様々な噂が人々の口から口へと伝わる。毎夜三更を過ぎる頃、紀昌の家の屋上で何者の立てるとも知れぬ弓弦の音がする。名人の内に宿る射道の神が主人公の睡っている間に体内を脱け出し、妖魔を払うべく徹宵守護に当っているのだという。彼の家の近くに住む一商人はある夜紀昌の家の上空で、雲に乗った紀昌が珍しくも弓を手にして、古の名人【げい】と養由基の二人を相手に腕比べをしているのを確かに見たと言い出した。その時三名人の放った矢はそれぞれ夜空に青白い光芒を曳きつつ参宿と天狼星との間に消去ったと。紀昌の家に忍び入ろうとしたところ、塀に足を掛けた途端に一道の殺気が森閑とした家の中から奔り出てまともに額を打ったので、覚えず外に顛落したと白状した盗賊もある。爾来、邪心を抱く者共は彼の住居の十町四方は避けて廻り道をし、賢い渡り鳥共は彼の家の上空を通らなくなった。
「至極物分かりのいい」邯鄲の人々は、紀昌の「至射は射ることなし」という言に納得し、評判が高まり、その次に噂が広まったのである。もし紀昌を天下一の弓の名人として描くなら、邯鄲の人々を「至極物分かりのいい」などと敢えて形容する必要はないし、話の順番を入れ換えて
ところが紀昌は一向にその要望に応えようとしない。いや、弓さえ絶えて手に取ろうとしない。山に入る時に携えて行った楊幹麻筋の弓もどこかへ棄てて来た様子である。そのわけを訊ねた一人に答えて、紀昌は懶げに言った。至為は為す無く、至言は言を去り、至射は射ることなしと。

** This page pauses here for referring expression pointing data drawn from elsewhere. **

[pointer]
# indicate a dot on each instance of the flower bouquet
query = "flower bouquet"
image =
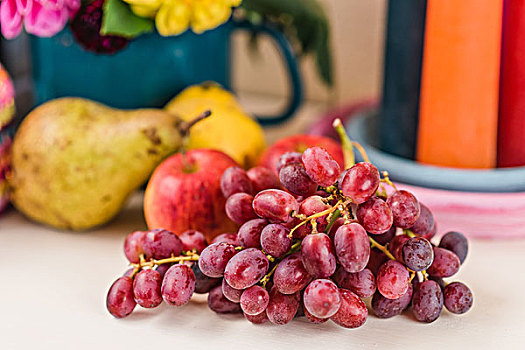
(142, 52)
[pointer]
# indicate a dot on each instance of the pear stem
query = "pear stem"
(184, 129)
(186, 126)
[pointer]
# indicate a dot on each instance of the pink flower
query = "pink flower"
(42, 18)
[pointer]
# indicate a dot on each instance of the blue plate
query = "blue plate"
(410, 172)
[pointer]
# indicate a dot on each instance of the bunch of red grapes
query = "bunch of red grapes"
(313, 241)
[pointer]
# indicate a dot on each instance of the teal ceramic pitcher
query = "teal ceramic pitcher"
(151, 70)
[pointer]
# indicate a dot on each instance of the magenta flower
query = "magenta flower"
(43, 18)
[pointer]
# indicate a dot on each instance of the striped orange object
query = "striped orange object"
(459, 88)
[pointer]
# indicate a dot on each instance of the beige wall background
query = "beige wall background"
(357, 46)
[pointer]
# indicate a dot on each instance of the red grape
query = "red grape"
(231, 293)
(318, 255)
(275, 241)
(161, 244)
(445, 263)
(396, 246)
(362, 283)
(417, 254)
(246, 268)
(385, 238)
(352, 313)
(239, 208)
(310, 206)
(146, 288)
(360, 182)
(405, 208)
(375, 216)
(457, 243)
(352, 247)
(288, 158)
(254, 300)
(192, 239)
(386, 308)
(282, 307)
(427, 301)
(377, 258)
(290, 276)
(335, 226)
(457, 298)
(217, 302)
(320, 166)
(321, 298)
(229, 238)
(425, 223)
(295, 179)
(214, 258)
(119, 301)
(235, 180)
(129, 272)
(275, 205)
(203, 283)
(133, 246)
(393, 279)
(249, 235)
(178, 285)
(312, 319)
(257, 319)
(263, 179)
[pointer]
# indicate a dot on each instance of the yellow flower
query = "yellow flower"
(173, 17)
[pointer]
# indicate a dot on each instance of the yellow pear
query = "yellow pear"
(230, 130)
(75, 162)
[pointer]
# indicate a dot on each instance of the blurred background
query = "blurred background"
(260, 78)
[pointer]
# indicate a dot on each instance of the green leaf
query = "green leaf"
(118, 19)
(305, 22)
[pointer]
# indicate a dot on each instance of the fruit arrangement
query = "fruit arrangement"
(315, 241)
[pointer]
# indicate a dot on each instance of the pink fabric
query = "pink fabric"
(477, 215)
(43, 18)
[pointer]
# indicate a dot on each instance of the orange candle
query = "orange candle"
(459, 87)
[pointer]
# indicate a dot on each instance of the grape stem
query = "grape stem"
(335, 215)
(409, 233)
(346, 143)
(386, 179)
(187, 256)
(317, 215)
(362, 151)
(381, 248)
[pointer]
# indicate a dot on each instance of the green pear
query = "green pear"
(75, 162)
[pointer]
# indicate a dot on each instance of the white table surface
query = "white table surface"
(53, 287)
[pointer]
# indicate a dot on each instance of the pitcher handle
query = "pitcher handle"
(289, 56)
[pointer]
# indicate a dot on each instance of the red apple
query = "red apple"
(186, 195)
(299, 143)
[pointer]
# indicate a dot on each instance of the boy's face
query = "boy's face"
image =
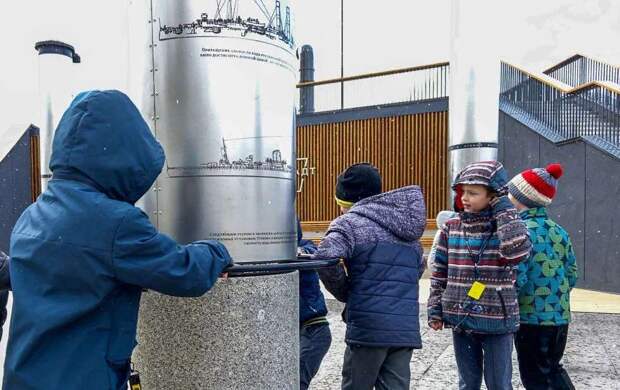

様々な噂が人々の口から口へと伝わる。毎夜三更を過ぎる頃、紀昌の家の屋上で何者の立てるとも知れぬ弓弦の音がする。名人の内に宿る射道の神が主人公の睡っている間に体内を脱け出し、妖魔を払うべく徹宵守護に当っているのだという。彼の家の近くに住む一商人はある夜紀昌の家の上空で、雲に乗った紀昌が珍しくも弓を手にして、古の名人【げい】と養由基の二人を相手に腕比べをしているのを確かに見たと言い出した。その時三名人の放った矢はそれぞれ夜空に青白い光芒を曳きつつ参宿と天狼星との間に消去ったと。紀昌の家に忍び入ろうとしたところ、塀に足を掛けた途端に一道の殺気が森閑とした家の中から奔り出てまともに額を打ったので、覚えず外に顛落したと白状した盗賊もある。爾来、邪心を抱く者共は彼の住居の十町四方は避けて廻り道をし、賢い渡り鳥共は彼の家の上空を通らなくなった。
弓を執らざる弓の名人は彼等の誇となった。紀昌が弓に触れなければ触れないほど、彼の無敵の評判はいよいよ喧伝された。
と、したほうが話の流れが自然になる。敢えて「至極物分かりのいい邯鄲の人々」を出した点に、中島の意図が表れているとみるべきではないか。このあたりについて、文学者がどのように議論しているのかは、知らぬ。